Le taux de déclassement (mobilité descendante) est calculé pour l’ensemble des immigré·es diplômé·es du supérieur, à l’exception de celles et ceux qui n’ont jamais occupé d’emploi avant la migration ou qui n’en ont pas retrouvé après la migration. Il correspond à la part de personnes dont le premier poste occupé en France est d’un statut inférieur à celui occupé dans le pays d’origine. Après avoir occupé un poste d’encadrement ou une profession scientifique en amont de la migration, les personnes dites « déclassées » se situent dans les professions intermédiaires ou travaillent comme employé·es, ouvriers et ouvrières, ou à leur compte dans l’artisanat et le petit commerce. Le taux d’ascension sociale correspond au cas inverse d’une mobilité professionnelle favorable suite à la migration.

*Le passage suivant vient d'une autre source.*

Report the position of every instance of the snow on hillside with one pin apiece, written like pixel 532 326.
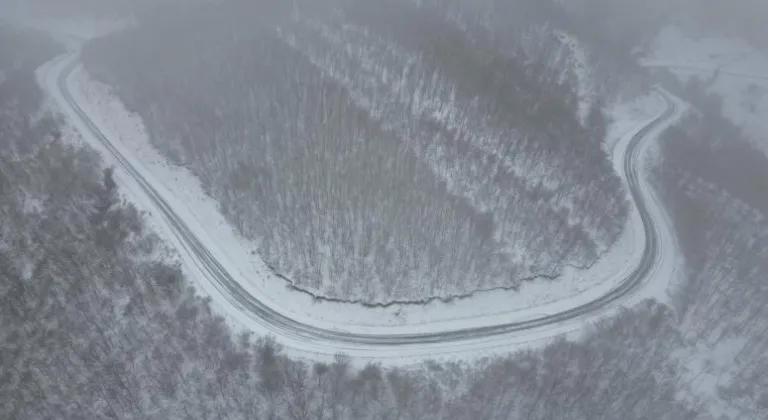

D’après les données de l’enquête Trajectoires et Origines, la migration donne globalement lieu à un déclassement professionnel chez les diplômé·es du supérieur qui s’installent en France. Ce phénomène se retrouve dans d’autres pays d’arrivée, comme l’Allemagne sur laquelle j’ai travaillé dans ma thèse. Il reflète les difficultés à faire reconnaître les diplômes et l’expérience professionnelle acquises en amont de la migration.
Le risque de déclassement est plus fort pour les personnes nées au Maghreb, en Afrique subsaharienne et en Europe de l’Est. Cela s’explique d’abord par des mécanismes d’exclusion juridiques qui touchent en priorité ces catégories. L’accès à certaines professions supérieures (notamment de la santé et de l’enseignement) est en effet soumis à des conditions de nationalité à l’obtention d’un diplôme français ou de l’Union européenne. Plus largement, les diplômes obtenus à l’étranger sont souvent moins bien reconnus en France, en raison d’inégalités entre systèmes éducatifs à l’échelle internationale. Cela explique que les personnes formées dans des pays étrangers d’Europe de l’Ouest soient relativement épargnées par ce déclassement. Enfin, une partie des diplômé·es du supérieur sont exposé·es à des discriminations liées à leur couleur de peau, leur patronyme ou leur accent. Ces mécanismes d’exclusion plus informels sont particulièrement visibles chez les personnes qui reprennent des études en France et obtiennent la nationalité française. Dans leur cas, les difficultés ne peuvent être simplement imputées à des obstacles juridiques.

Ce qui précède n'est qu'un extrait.